I went into labour spontaneously at midnight. At 10 am I saw my doctor and was 3 cm dilated with irregular, fairly weak contractions. I wanted to go back home and sleep off the 7 hours of early labour, but he was ‘legally’ obliged to admit me. The obstetric nurse took a urine sample, inserted a catheter in my arm and attached the heart monitor. No one asked me how I was feeling, what had happened up to that point in the labour. I was deprived of food, drink and a toilet for 9 hours and movement was extremely limited. We wouldn’t treat an animal that way but it’s justified for a labouring woman on the grounds of ‘safety’. These are practices that increase danger and the legal requirements are dictated by insurance policies, not safety or best practice.
Despite all this I handled contractions very well using relaxation techniques. I had no horrific back labour, my body did everything it was supposed to and I dilated almost linearly. When it came time to push, all I wanted to was get up. But out came the stirrups, on went the light. Nurse between my legs with a razor blade, anaesthetist at my right with a syringe. There was no dialogue, alternative positions were not often used. Any urge to push left me. Two hours later an obstetrician remarked that it was strange that I could’t feel how to push, since usually women not under epidural can feel it. Twenty minutes later he said the head was tilted and we would need to use the ventouse. So was it me, the baby’s presentation or was it that I was confined to lying on my back or side?

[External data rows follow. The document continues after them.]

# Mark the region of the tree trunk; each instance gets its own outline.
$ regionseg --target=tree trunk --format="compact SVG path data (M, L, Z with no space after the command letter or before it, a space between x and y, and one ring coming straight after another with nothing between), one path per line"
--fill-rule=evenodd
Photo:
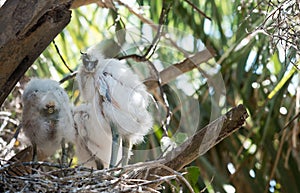
M70 22L70 0L8 0L0 8L0 106Z

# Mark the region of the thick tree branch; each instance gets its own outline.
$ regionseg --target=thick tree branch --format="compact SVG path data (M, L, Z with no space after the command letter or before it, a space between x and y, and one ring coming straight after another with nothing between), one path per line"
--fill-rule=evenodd
M97 3L99 7L103 8L113 8L113 2L111 0L74 0L71 8L76 9L84 5L89 5L92 3Z
M182 169L242 127L247 117L243 105L231 109L169 152L161 163L176 171Z
M0 8L0 106L36 58L69 23L70 0L9 0Z
M199 130L182 145L169 152L162 159L129 165L129 170L131 168L140 167L138 171L135 170L131 173L130 178L151 180L153 179L153 176L167 176L172 173L158 167L158 164L162 164L165 167L170 168L170 170L181 170L242 127L247 117L248 113L243 105L232 108L225 115ZM126 169L127 168L125 167L125 170ZM151 187L155 188L159 184L160 183L155 183L151 185Z
M168 170L162 170L161 167L157 167L157 164L162 164L174 171L181 170L184 166L242 127L247 117L248 113L243 105L231 109L225 115L199 130L182 145L169 152L164 158L142 163L143 167L139 171L132 173L130 177L151 179L156 175L165 176L170 174ZM140 166L140 163L128 167L130 169L138 166ZM152 187L157 185L153 184Z

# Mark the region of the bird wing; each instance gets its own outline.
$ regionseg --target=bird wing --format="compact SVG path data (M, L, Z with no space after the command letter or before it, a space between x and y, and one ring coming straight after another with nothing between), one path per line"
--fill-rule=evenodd
M119 109L120 105L112 94L114 92L113 89L116 88L117 84L117 81L112 78L111 74L103 72L98 76L96 88L104 102L111 103L115 108Z
M146 108L148 95L138 77L119 63L108 62L97 72L94 108L116 124L121 135L137 136L134 141L141 141L152 124Z

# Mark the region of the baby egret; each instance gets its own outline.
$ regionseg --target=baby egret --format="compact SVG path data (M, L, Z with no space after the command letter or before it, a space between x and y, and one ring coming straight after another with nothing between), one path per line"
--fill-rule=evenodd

I have a healthy baby and injuries, but I doubt that the practices of the hospital are directly responsible for that. Instead I wonder if I had been fed and hydrated up to 6 cm, allowed to listen to my body, whether I could have pushed him out two hours earlier. Had I needed ventouse, there was still no need to torture me for hours upon admission.
There is no doubt we all want the help of an obstetrician when something goes wrong. But when things go right and they ruin it for the sake of insurance clauses and, I believe, to make themselves relevant where they wouldn’t be otherwise, that’s what ‘over-medicalisation’ refers to.